Acórdãos T CONFLITOS

Acórdão do Tribunal dos Conflitos
Processo:019/07
Data do Acordão:05/07/2008
Tribunal:CONFLITOS
Relator:ARMINDO MONTEIRO
Sumário:
Nº Convencional:JSTA0009113
Nº do Documento:SAC20080507019
Recorrente:A... NO CONFLITO NEGATIVO DE JURISDIÇÃO ENTRE O TRIBUNAL JUDICIAL DA COMARCA DE AROUCA E OS TRIBUNAIS ADMINISTRATIVOS E FISCAIS
Recorrido 1:*
Votação:UNANIMIDADE
Aditamento:
Texto Integral: Acordam no Tribunal de Conflitos:
A…, requerente do conflito negativo entre o Tribunal Judicial de Arouca e os Tribunais Administrativos e Fiscais, veio, após acórdão de 20.2.2008, do Tribunal de Conflitos, a julgar competente o tribunal administrativo para o efeito de dirimir a acção ordinária destinada a efectivar a responsabilidade civil por facto ilícito emergente de acidente de viação que intentou, a título principal, contra a EP - Estradas de Portugal, EPE, a título subsidiário contra aquela e B… e C…, e, por fim, apenas, contra os dois últimos, no Tribunal Judicial de Arouca, a requerer o aclaramento daquele acórdão como fundamento de que este Tribunal não se debruçou sobre qual o tribunal onde devia correr a acção contra os restantes RR. B… e C….

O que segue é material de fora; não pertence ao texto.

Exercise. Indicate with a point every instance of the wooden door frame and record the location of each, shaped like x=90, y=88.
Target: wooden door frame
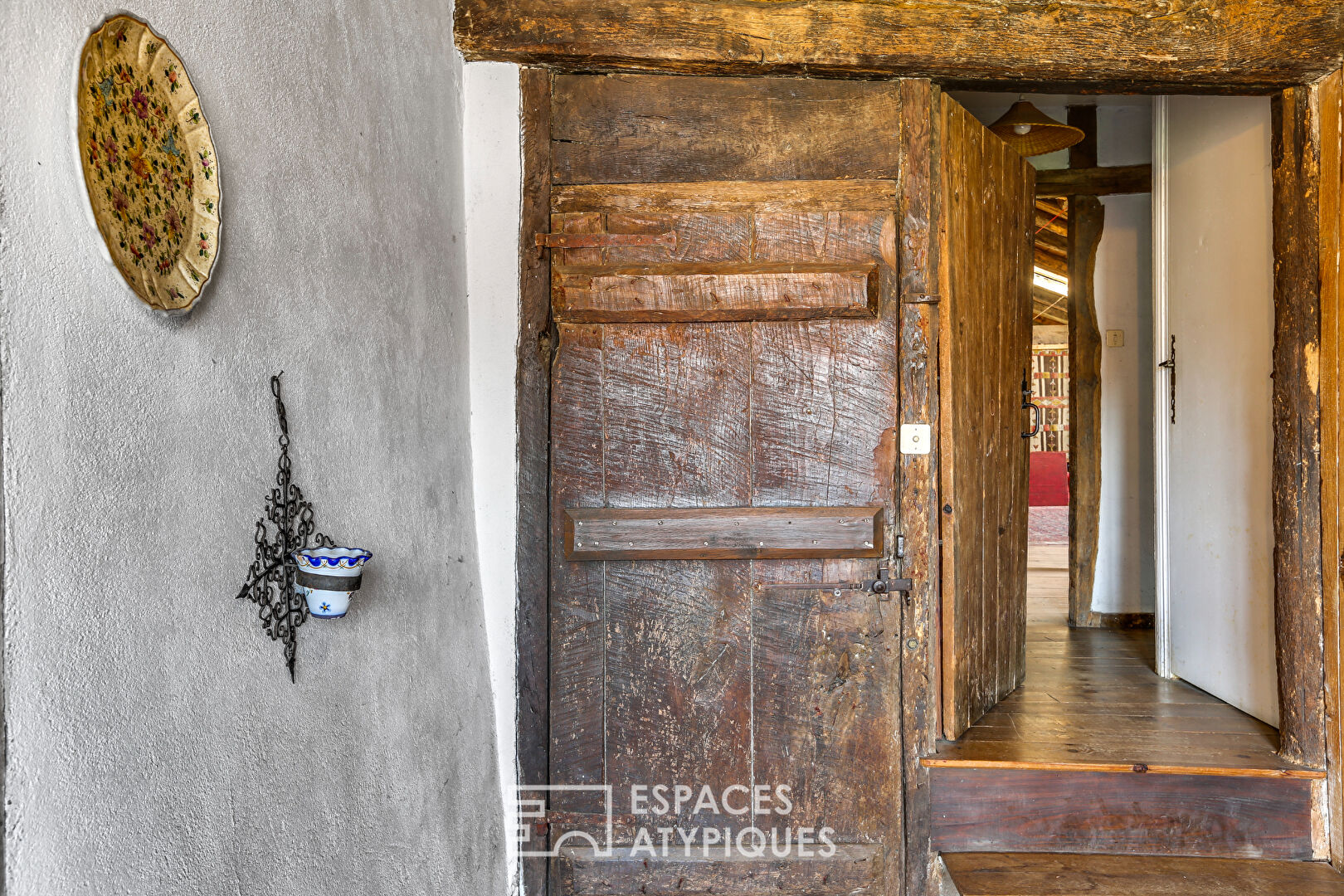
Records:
x=1300, y=611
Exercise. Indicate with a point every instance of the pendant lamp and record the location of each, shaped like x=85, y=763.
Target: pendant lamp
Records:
x=1032, y=132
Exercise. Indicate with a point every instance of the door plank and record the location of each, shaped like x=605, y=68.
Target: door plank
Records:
x=714, y=293
x=718, y=533
x=1064, y=874
x=656, y=128
x=983, y=353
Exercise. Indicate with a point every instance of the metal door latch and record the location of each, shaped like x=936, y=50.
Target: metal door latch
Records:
x=884, y=583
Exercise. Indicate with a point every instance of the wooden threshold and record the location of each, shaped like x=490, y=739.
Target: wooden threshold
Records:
x=1064, y=874
x=1283, y=772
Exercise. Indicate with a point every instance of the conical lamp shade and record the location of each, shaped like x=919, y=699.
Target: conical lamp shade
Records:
x=1043, y=134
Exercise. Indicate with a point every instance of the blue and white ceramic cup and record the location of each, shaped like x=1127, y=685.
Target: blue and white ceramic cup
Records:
x=327, y=577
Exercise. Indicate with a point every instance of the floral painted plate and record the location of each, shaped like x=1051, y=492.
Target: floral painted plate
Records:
x=149, y=163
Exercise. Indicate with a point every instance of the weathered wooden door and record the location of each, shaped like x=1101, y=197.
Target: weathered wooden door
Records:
x=723, y=451
x=984, y=359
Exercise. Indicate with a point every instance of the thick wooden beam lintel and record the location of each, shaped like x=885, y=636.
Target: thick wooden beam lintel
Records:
x=1114, y=46
x=1094, y=182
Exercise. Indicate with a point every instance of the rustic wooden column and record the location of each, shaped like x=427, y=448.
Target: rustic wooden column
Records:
x=1298, y=426
x=1086, y=218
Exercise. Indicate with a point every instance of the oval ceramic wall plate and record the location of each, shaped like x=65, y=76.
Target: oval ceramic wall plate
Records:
x=149, y=163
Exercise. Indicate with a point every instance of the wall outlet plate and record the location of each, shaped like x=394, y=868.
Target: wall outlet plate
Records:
x=916, y=438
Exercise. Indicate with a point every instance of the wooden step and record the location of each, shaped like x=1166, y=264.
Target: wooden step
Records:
x=1064, y=874
x=1089, y=811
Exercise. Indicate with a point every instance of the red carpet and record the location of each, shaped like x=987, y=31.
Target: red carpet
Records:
x=1049, y=479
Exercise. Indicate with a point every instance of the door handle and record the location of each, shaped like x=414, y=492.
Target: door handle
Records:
x=1029, y=403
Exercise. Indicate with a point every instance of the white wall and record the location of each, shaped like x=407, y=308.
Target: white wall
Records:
x=1122, y=288
x=153, y=740
x=494, y=193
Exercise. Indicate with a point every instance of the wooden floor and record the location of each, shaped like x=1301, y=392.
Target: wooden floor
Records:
x=1093, y=702
x=1053, y=874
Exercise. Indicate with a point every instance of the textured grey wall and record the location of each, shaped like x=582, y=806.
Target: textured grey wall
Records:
x=155, y=743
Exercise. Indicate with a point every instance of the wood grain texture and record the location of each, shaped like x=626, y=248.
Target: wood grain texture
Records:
x=1096, y=182
x=921, y=253
x=1113, y=45
x=714, y=293
x=984, y=356
x=1298, y=610
x=728, y=197
x=533, y=394
x=650, y=128
x=722, y=533
x=1331, y=104
x=1064, y=874
x=1083, y=811
x=680, y=670
x=852, y=871
x=1086, y=219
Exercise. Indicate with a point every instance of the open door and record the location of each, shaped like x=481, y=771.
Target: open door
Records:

Os RR. abstiveram-se de responder.
Cumpre decidir o incidente, que, nos termos da lei, e respeitando o seu espírito, se destina a esclarecer a ideação autor da decisão quando aquela se mostra obscura ou ambígua, nos termos do art.° 669.° n.° 1 a), do CPC, carecendo de dilucidação, embora, em uso desvirtuado, sirva para retardar o ritmo processual, “cansando”, ou lograr inviável, aos olhos da lei, alteração do decidido.
E no vertente caso, o requerente, A. da acção e, também, advogado, sequer isola o segmento do decidido onde entrevê falta de clareza, de todo absolutamente inexistente, caso em que se conteria nos limites consabidos do pedido de aclaramento antes e diversamente o que intenta conseguir deste Tribunal de Conflitos é a resposta à questão de índole técnico jurídico - processual, de saber onde, em que tribunal, deve correr a acção que intentou contra a os restantes RR., B… e C…, arredada como está jurisdição comum para se pronunciar no que àquela EP concerne.
Mas é por demais evidente que no pedido de aclaramento não cabe a informação sobre tal questão de direito, para a qual o A., advogado, com a sua douta patrona, devem encontrar a adequada solução, escapando, de resto, aquela questão às conclusões do recurso, delimitando o poder cognitivo deste Tribunal.
Este Tribunal de Conflitos decidiu de forma muito clara, precisa e concisa, respondendo à exigência da lei, no uso dos poderes conferidos no art.° 107.º n.° 2, do CPP, definindo, no estrito âmbito do objecto do recurso, quanto ao pedido de ressarcimento de danos por acidente de viação que é formulado contra a EP, Estradas de Portugal, EPE, caber a sua apreciação ao contencioso administrativo, fixando-se o tribunal competente.
Nada mais se lhe solicitou, nada mais se decidiu e, por isso, como requereu, também não cabe a este TC, no âmbito do recurso, remeter o processo para o tribunal administrativo competente, o que, após baixa à 1.ª instância, se decidirá.
Resta, pois, indeferir ao pedido de aclaramento, que peca por injustificado, desnecessário, introduzindo, mesmo, uma nota de mau uso processual.
Custas do incidente pelo requerente, A., fixando-se a taxa de justiça em 3 UC,s.
Lisboa, 7 de Maio de 2008. – Armindo dos Santos Monteiro (Relator) – João Moreira Camilo –Fernando Manuel Azevedo Moreira – José Manuel da Silva Santos Botelho – Rosendo Dias José.